2. Возвращаясь затем к нашей теме: атеизм, который есть ложное убеждение, что нет блаженных и нетленных существ, все же стремится своим неверием в Божество привести людей к своего рода безразличию и равнодушию нрава; ибо цель тех, кто отрицает Бога, — освободиться от страха перед ним. Но суеверие, судя по его названию, представляется болезненным мнением и представлением, порождающим такие низкие и жалкие опасения, которые принижают и ломают дух человека, в то время как он думает, что божественные силы действительно существуют, но притом суровые и мстительные. Так что атеист совсем не затронут, а суеверный — превратно затронут мыслями о Боге; невежество лишает одного чувства его благости, а другому добавляет убеждение в его жестокости. Атеизм, таким образом, есть лишь ложное рассуждение в чистом виде, но суеверие — это расстройство ума, порожденное этим ложным рассуждением.

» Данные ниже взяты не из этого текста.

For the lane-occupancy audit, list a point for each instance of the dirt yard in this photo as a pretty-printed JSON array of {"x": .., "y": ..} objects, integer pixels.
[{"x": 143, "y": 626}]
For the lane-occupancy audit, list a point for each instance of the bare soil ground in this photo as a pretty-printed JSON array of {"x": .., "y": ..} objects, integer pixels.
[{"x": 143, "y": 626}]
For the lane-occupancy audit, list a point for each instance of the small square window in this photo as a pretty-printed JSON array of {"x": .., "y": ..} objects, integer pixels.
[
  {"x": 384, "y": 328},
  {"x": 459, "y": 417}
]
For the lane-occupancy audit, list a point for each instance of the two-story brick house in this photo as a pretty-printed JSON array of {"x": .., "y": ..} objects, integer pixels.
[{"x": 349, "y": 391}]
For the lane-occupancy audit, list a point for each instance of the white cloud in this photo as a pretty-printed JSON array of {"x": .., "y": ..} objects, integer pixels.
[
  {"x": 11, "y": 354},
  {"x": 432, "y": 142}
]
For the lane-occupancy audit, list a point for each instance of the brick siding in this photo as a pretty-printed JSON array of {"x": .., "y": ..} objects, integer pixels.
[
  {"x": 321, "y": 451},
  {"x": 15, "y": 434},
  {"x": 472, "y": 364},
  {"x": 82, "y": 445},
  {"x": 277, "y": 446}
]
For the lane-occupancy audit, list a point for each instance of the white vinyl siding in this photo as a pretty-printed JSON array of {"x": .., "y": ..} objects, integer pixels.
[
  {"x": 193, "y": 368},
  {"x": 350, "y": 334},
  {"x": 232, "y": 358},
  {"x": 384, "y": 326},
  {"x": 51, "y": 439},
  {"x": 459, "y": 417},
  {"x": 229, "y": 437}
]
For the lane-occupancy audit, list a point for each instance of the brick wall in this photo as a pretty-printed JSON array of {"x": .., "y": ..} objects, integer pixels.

Poor virtue! thou wast but a name, and mere jest,
And I, choust fool, did practise thee in earnest,
3. Каждое расстройство нашего ума поистине низко и благородно; все же некоторые страсти сопровождаются своего рода легкостью, которая заставляет людей казаться веселыми, быстрыми и бодрыми; но ни одна, можно сказать, не лишена полностью силы для действия. Но общее обвинение против всех видов страстей состоит в том, что они возбуждают и подталкивают разум, принуждая его своими яростными уколами. Один лишь страх, будучи в равной степени лишенным разума и дерзости, делает всю нашу иррациональную часть тупой, рассеянной и бесполезной. Поэтому он называется deima, потому что он связывает, и tarbos, потому что он отвлекает ум. Но из всех страхов ничто так не одурманивает и не сбивает с толку, как страх суеверия. Он не боится моря, кто никогда не выходит в море; ни битвы, кто не следует за лагерем; ни разбойников, кто не выходит из дома; ни злобных доносчиков, кто беден; ни соперничества, кто ведет частную жизнь; ни землетрясений, кто живет в Галлии; ни ударов молнии, кто живет в Эфиопии: но тот, кто боится божественных сил, боится всего: земли, моря, воздуха, неба, тьмы, света, звука, тишины, сна. Даже рабы забывают своих господ во сне; сон облегчает оковы закованных; их гневные язвы, омертвевшие гангрены и мучительные боли позволяют им некоторую передышку ночью.